T-Mobile has decided to make its 5G home internet cheaper by $10, something it announced recently. This change would bring it back to the $50 charge that had been in place during the program’s pilot. The $50 package provides internet without any data cap, with speeds ranging anywhere between 35 to 115 Mbps. Also included is a router that can convert both 5G and LTE to Wi-Fi.
Some Asterisks to a Great Deal
With the announcement, T-Mobile holds its ground, asserting that bills won’t exceed $50. Installation fees, equipment rental fees, or activation fees have not been included, and this might be a welcome change from the fees other providers like Comcast and Xfinity have been charging.

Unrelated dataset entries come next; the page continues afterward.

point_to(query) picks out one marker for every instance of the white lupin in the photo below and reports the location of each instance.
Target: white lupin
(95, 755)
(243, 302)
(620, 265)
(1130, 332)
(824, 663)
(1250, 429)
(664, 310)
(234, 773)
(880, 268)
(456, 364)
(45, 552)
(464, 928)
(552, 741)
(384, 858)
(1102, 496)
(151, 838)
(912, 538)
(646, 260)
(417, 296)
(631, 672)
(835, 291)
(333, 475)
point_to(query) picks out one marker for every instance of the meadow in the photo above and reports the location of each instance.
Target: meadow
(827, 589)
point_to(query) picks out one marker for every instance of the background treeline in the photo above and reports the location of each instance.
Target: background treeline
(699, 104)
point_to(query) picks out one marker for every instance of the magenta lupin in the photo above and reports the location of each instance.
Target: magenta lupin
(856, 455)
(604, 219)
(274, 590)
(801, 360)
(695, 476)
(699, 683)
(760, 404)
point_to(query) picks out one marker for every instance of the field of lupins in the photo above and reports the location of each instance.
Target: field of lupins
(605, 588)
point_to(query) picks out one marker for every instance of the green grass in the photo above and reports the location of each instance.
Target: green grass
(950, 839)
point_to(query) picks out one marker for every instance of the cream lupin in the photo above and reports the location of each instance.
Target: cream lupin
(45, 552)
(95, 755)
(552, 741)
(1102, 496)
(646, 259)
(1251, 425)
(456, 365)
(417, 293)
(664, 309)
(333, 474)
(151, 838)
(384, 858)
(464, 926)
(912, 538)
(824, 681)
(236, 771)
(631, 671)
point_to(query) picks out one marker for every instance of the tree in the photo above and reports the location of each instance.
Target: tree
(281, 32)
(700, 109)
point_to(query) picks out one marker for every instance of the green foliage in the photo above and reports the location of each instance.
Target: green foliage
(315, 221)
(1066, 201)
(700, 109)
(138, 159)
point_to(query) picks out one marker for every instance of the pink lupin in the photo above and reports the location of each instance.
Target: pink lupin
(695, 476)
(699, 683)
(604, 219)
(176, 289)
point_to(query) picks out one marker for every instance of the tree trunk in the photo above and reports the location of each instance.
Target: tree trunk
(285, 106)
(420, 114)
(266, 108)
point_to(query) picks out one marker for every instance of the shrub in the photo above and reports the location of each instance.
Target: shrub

The $50 bill is a feature only if automatic billing is turned on. If not, then the monthly bill will be $55. Taxes and fees are still being paid, but they have been included into the price itself, instead of existing as top-offs. Users have been warned that times of heavy congestion could result in slower speeds, even though company officials say that it is “unlikely.”
Additionally, due to the lack of installation fee, don’t expect a company employee to come and set everything up for you. You are going to have to do it yourself, something T-Mobile says takes only 15 minutes.
While the deal may still seem reasonable given the price, one does have to check whether or not they are eligible for T-Mobile Home Internet. The product is being introduced only in places where the local network capacity allows, and even then, there may be limits to the number of sign-ups in a neighborhood.
Moreover, even if you do manage to get your hands on a connection, you will have to place the so-called “Internet Gateway” at a place where it can get signal, something which varies from room to room.
Another potential bummer, especially for those who are used to OTT services, is that the product is “not compatible with some live TV streaming services,” like Hulu+. Netflix and YouTube will be available though, so that’s a breather.
Moreover, users apparently can’t their home internet away with them when they, for example, go on vacation. The service is being rolled out only in those places which have an adequate network, and so, the company doesn’t want its Internet Gateway being whisked off to a place where the signal may be poor.